OK, I'm with you on that one, but my argument still is, if there is no advantage to going boss eyed, why can we do it but not the other way. I may be being thick, but thats what I dont get, why can I look inwards independently but not outwards. What specifically is stopping me being able to do that?
 
normally in the animal kingdom prey animals have eyes on the sides of their head, maximum field of view for predators, indeed some can even see behind their head without turning.

predators have eyes like ours, two eyes in the front of the head for rangefinding, this is why cats eyes have elongated lenses to allow them to focus even more tightly.

now for humans and indeed monkeys, originally vegitarians [or at least omnivores with a heavily veg/fruit diet] we don't need to rangefind prey, but the ability to rangefind branches and such when swinging through the trees is very useful hence the predator esque eyes.

as zethor said, there's no evolutionary advantage for the 'prey' type of vision with eyes looking independantly as there arent many big predators in the trees hence it didn't evolve.

What a load of BULL.. I read a book and it doesn't mention anything about this evolution thing you speak of..........................oh hang on
 
OK, I'm with you on that one, but my argument still is, if there is no advantage to going boss eyed, why can we do it but not the other way. I may be being thick, but thats what I dont get, why can I look inwards independently but not outwards. What specifically is stopping me being able to do that?

Muscles, and brain capacity to process it. I assume when you look in, you have no proper sense of it. Just two over laying images that are extremely hard to process.
I can't look in, I can look out. Squint for you. (fixed through surgery, other than latent so when eye lids are shut they wonder)
 
OK, I'm with you on that one, but my argument still is, if there is no advantage to going boss eyed, why can we do it but not the other way. I may be being thick, but thats what I dont get, why can I look inwards independently but not outwards. What specifically is stopping me being able to do that?
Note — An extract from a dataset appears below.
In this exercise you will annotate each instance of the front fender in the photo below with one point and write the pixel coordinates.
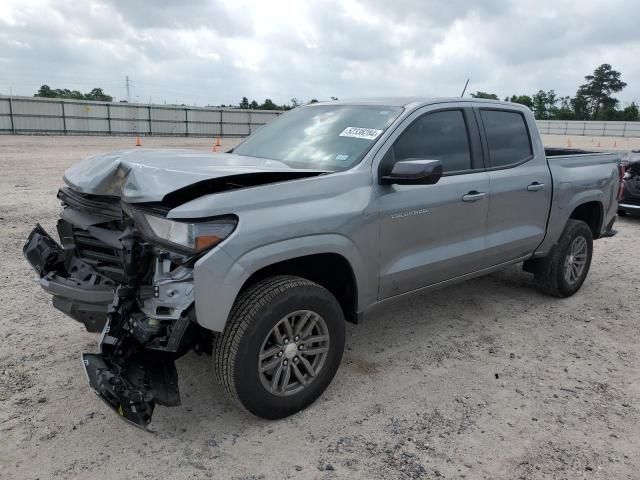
(218, 277)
Looking inwards is an integral part of rangefinding, both eyes looking straight forward for long distance, and crossing over at closer range.

By overlapping the images at different angles you can work out the range, for example old artillery scopes used to have far set apart lenses, like stretched binoculars, to increase the width to help with accuracy over long range.
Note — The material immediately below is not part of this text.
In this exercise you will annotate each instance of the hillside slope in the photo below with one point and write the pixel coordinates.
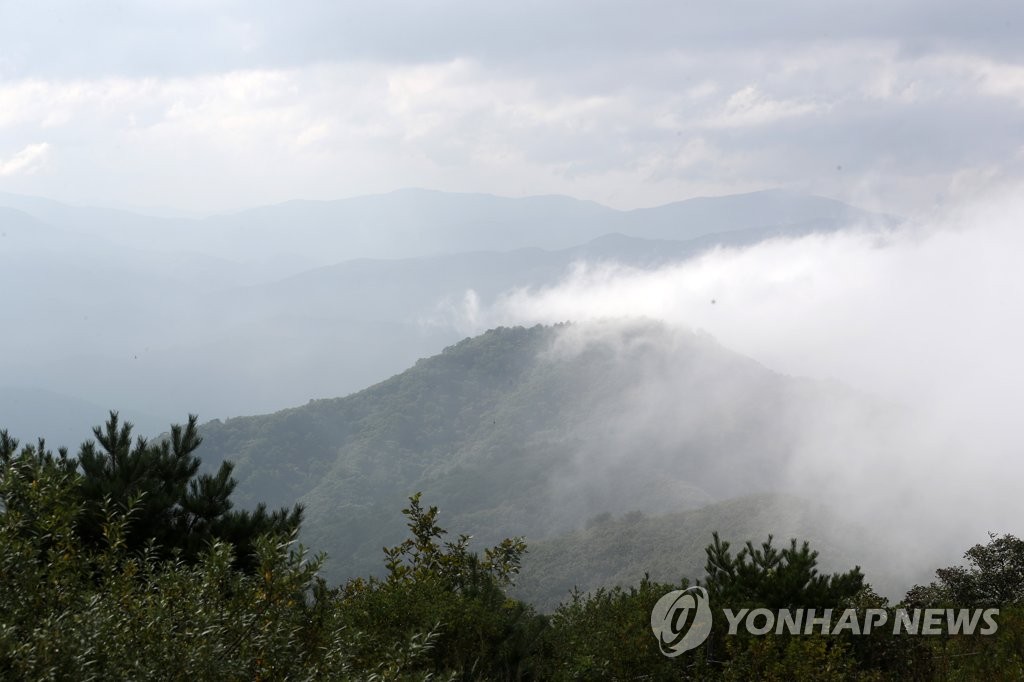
(526, 431)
Our ability to go cross eyed stems from manual control of existing programming if you get what i mean.
 
Doesn't have anything to do with range finding, your vision overlaps basically at the end of your nose, there's no need to go cross eyed at any range,
 
OK, I'm with you on that one, but my argument still is, if there is no advantage to going boss eyed, why can we do it but not the other way. I may be being thick, but thats what I dont get, why can I look inwards independently but not outwards. What specifically is stopping me being able to do that?
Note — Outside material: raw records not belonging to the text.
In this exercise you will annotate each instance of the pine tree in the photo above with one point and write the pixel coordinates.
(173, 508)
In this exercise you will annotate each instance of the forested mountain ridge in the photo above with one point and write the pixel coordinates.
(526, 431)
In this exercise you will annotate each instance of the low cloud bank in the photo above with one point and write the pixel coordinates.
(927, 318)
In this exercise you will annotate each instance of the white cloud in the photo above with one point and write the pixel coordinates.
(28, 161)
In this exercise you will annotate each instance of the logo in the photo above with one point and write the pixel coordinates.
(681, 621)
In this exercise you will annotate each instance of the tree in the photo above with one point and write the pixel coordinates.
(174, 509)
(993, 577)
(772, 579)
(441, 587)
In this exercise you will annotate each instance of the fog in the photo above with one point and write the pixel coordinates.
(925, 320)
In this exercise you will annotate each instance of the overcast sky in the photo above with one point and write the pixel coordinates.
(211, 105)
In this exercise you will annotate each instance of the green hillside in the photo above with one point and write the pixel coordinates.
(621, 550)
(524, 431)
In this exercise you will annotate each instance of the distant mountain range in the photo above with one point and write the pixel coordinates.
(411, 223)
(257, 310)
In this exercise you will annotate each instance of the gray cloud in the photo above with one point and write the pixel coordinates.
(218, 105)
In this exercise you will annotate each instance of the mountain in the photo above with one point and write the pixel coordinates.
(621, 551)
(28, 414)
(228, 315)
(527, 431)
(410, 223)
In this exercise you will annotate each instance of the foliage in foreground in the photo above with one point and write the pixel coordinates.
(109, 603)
It's to do with focus. There is an advantage to being able to look inwards, that is being able to focus both eyes on something which is closer to your eyes. Hold your arm out at arms length and look at your fingertip. Then bring the finger closer to your eye. You will encounter a natural reason for your eyes to go inwards in order to maintain a visual lock. Now push your arm out again. your eyes will return to looking straight. If you keep pushing your arm out to infinity your eyes wont start looking outwards.

Technically our eyes are ALWAYS looking "inwards" because wherever we're looking we form a triangular shape between corner at the object. Your eyes are never "looking straight", they're always looking at an object, which means they always have to be looking inwards even if the object is very far away.